From: Andrew Morton <akpm-de/tnXTf+JLsfHDXvbKv3WD2FQJk+8+b@public.gmane.org>
To: Srivatsa Vaddagiri
<vatsa-23VcF4HTsmIX0ybBhKVfKdBPR1lH4CV8@public.gmane.org>,
Balbir Singh <balbir-xthvdsQ13ZrQT0dZR+AlfA@public.gmane.org>,
Ingo Molnar <mingo-X9Un+BFzKDI@public.gmane.org>,
Peter Zijlstra
<a.p.zijlstra-/NLkJaSkS4VmR6Xm/wNWPw@public.gmane.org>
Cc: iranna.ankad-xthvdsQ13ZrQT0dZR+AlfA@public.gmane.org,
containers-cunTk1MwBs9QetFLy7KEm3xJsTq8ys+cHZ5vskTnxNA@public.gmane.org,
bugzilla-daemon-590EEB7GvNiWaY/ihj7yzEB+6BGkLq7r@public.gmane.org,
linux-kernel-u79uwXL29TY76Z2rM5mHXA@public.gmane.org,
bugme-daemon-590EEB7GvNiWaY/ihj7yzEB+6BGkLq7r@public.gmane.org
Subject: Re: [Bugme-new] [Bug 14150] New: BUG: soft lockup - CPU#3 stuck for 61s!, while running cpu controller latency testcase on two containers parallaly
Date: Fri, 11 Sep 2009 14:28:13 -0700 [thread overview]

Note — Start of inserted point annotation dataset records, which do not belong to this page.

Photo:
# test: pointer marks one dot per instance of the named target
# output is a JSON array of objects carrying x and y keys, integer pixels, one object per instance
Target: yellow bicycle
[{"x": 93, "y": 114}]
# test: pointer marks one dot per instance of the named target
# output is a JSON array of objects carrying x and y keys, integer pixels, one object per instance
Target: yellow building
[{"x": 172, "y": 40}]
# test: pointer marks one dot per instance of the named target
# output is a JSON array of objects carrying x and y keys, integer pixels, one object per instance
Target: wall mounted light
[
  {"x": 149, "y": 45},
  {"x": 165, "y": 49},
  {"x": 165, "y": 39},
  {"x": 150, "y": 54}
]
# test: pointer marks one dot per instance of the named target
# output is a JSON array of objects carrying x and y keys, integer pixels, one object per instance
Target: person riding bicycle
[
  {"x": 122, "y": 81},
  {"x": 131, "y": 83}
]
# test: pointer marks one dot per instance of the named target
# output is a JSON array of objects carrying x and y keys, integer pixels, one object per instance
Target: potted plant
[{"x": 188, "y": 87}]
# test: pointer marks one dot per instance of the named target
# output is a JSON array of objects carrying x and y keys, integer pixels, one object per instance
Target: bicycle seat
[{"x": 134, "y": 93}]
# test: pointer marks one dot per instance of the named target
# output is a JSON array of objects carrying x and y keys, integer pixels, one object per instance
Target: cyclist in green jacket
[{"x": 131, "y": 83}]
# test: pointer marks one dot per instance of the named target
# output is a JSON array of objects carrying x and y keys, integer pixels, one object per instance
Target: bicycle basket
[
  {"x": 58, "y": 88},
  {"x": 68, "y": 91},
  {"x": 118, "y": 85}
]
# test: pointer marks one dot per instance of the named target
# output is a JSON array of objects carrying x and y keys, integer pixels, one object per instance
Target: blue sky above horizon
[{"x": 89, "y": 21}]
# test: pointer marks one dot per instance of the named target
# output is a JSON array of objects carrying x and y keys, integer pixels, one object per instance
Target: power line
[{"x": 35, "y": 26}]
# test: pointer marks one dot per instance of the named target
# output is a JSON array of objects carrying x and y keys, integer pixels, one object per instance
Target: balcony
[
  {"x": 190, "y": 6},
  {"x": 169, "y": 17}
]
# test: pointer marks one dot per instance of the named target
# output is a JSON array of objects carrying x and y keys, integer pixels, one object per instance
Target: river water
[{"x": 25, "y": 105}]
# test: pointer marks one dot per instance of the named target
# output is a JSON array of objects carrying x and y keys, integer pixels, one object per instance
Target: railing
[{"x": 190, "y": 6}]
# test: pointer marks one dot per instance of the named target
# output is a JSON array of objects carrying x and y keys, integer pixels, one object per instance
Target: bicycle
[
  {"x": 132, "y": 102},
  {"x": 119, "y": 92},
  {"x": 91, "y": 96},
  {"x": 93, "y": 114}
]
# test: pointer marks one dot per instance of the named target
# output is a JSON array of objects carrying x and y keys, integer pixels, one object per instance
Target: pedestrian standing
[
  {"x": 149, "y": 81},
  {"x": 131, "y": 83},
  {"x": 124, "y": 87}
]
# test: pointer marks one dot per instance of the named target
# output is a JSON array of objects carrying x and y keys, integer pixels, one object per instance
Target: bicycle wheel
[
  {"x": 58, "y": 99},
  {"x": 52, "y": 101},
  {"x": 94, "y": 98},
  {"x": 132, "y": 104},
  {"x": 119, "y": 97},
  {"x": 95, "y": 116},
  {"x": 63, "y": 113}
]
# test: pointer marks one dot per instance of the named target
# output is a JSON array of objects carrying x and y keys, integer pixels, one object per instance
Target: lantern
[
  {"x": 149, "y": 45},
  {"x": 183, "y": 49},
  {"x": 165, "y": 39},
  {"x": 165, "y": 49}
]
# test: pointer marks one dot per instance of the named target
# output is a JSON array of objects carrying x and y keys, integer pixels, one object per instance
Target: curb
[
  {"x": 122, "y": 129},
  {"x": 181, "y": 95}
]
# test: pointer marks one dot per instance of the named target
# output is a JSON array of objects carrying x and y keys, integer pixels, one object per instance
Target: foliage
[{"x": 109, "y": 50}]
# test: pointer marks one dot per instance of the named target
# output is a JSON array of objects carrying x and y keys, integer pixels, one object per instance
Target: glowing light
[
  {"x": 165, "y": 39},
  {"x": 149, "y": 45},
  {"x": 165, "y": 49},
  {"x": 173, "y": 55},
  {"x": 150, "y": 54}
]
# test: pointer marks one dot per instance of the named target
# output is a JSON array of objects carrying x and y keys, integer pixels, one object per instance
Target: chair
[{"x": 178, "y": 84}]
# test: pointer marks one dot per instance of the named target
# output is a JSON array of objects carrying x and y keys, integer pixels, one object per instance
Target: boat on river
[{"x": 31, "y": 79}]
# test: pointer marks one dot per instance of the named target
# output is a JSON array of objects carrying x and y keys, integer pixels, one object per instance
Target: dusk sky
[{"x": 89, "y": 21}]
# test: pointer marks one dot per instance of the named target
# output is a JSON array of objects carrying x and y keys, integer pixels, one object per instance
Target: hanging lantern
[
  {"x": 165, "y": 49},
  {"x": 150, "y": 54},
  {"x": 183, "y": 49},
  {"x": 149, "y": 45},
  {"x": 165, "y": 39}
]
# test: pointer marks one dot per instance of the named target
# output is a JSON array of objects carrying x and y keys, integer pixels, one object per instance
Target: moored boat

Message-ID: <20090911142813.dc823bf1.akpm@linux-foundation.org> (raw)
In-Reply-To: <bug-14150-10286-V0hAGp6uBxO456/isadD/XN4h3HLQggn@public.gmane.org/>
(switched to email. Please respond via emailed reply-to-all, not via the
bugzilla web interface).
On Thu, 10 Sep 2009 09:32:30 GMT
bugzilla-daemon-590EEB7GvNiWaY/ihj7yzEB+6BGkLq7r@public.gmane.org wrote:
> http://bugzilla.kernel.org/show_bug.cgi?id=14150
>
> Summary: BUG: soft lockup - CPU#3 stuck for 61s!, while running
> cpu controller latency testcase on two containers
> parallaly
> Product: Process Management
> Version: 2.5
> Kernel Version: 2.6.31-rc7
> Platform: All
> OS/Version: Linux
> Tree: Mainline
> Status: NEW
> Severity: high
> Priority: P1
> Component: Scheduler
> AssignedTo: mingo-X9Un+BFzKDI@public.gmane.org
> ReportedBy: risrajak-23VcF4HTsmIX0ybBhKVfKdBPR1lH4CV8@public.gmane.org
> CC: serue-r/Jw6+rmf7HQT0dZR+AlfA@public.gmane.org, iranna.ankad-xthvdsQ13ZrQT0dZR+AlfA@public.gmane.org,
> risrajak-xthvdsQ13ZrQT0dZR+AlfA@public.gmane.org
> Regression: No
>
>
> Created an attachment (id=23055)
> --> (http://bugzilla.kernel.org/attachment.cgi?id=23055)
> Config-file-used
>
> Hitting this soft lock issue while running this scenario on 2.6.31-rc7 kernel
> on SystemX 32 bit on multiple machines.
>
> Scenario:
> - While running cpu controller latency testcase from LTP same time on two
> containers.
>
> Steps:
> 1. Compile ltp-full-20090731.tgz on host.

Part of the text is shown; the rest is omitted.